Isaac Newton, in the mathematical principles of natural philosophy, introduced the principle now known as Newton's third law. According to this principle, for every action there is an equal and opposite reaction. In modern physics, it is formulated differently: material points act on each other with forces of the same nature, the absolute magnitudes of which are equal, but the directions are opposite.

The system of two bodies connected by a thread clearly describes the mechanism of the third law. If one of the bodies is pulled, then a tension force will arise in the thread. It acts in the same way in two opposite directions.

Rice. 1. Thread tension force.

Another example is an object lying on any surface. The object itself presses on the surface with a force $\vec P = m \vec g$, called the weight of the body. On the other hand, the surface acts on the object with the force $\vec N = m \vec g$, which is called the normal reaction force of the support.

Rice. 2. Body weight and ground reaction.

The force of gravity also acts mutually. Just as the Earth pulls on the Moon, the Moon pulls on the Earth. But since the acceleration of free fall for the Moon is much greater than for the Earth, outwardly everything looks as if only the Moon is falling.

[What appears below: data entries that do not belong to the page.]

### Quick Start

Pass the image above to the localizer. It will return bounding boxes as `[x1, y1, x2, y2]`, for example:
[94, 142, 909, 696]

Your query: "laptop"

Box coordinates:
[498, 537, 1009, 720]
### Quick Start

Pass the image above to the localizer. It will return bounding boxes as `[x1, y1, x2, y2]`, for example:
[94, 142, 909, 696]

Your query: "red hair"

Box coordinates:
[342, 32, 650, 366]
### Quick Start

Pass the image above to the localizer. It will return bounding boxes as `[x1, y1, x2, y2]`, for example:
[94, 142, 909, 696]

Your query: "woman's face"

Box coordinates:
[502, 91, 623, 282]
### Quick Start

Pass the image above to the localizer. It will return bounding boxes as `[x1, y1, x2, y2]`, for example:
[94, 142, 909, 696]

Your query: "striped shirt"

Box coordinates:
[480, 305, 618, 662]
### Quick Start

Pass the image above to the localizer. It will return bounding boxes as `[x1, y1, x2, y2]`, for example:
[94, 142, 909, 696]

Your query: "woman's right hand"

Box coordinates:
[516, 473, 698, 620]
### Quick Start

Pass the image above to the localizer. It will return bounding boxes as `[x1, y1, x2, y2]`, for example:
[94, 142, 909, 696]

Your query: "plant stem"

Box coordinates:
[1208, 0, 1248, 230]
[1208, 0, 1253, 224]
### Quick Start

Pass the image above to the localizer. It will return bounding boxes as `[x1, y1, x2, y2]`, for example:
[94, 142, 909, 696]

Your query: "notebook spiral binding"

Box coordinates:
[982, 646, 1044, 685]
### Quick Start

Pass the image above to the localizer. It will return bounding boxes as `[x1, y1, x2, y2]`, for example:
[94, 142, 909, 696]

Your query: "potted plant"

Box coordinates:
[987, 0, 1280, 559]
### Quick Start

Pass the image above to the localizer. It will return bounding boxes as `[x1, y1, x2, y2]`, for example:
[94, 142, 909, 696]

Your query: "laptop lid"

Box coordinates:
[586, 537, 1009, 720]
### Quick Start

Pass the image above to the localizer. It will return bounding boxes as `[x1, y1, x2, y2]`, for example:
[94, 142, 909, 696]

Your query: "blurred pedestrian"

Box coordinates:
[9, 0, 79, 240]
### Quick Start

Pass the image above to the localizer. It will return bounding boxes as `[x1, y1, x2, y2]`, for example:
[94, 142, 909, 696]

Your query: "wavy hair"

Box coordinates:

Rice. 3. The attraction of bodies to each other.

The formula for Newton's third law is:

$F_(1,2) = – F_(2,1)$, where the minus sign indicates how the forces are directed.

It is valid for inertial reference systems and forces of any nature. So the forces of the Coulomb interaction between point charges are equal in absolute value and opposite in direction, and the Coulomb law itself in mathematical notation looks similar to the law of universal gravitation.

Addition to Newton's other laws

In a closed system, the forces of interaction between material points arise in pairs and balance each other, and the system itself is at rest. This addition to Newton's first and second laws leads to the law of conservation of momentum in a closed system.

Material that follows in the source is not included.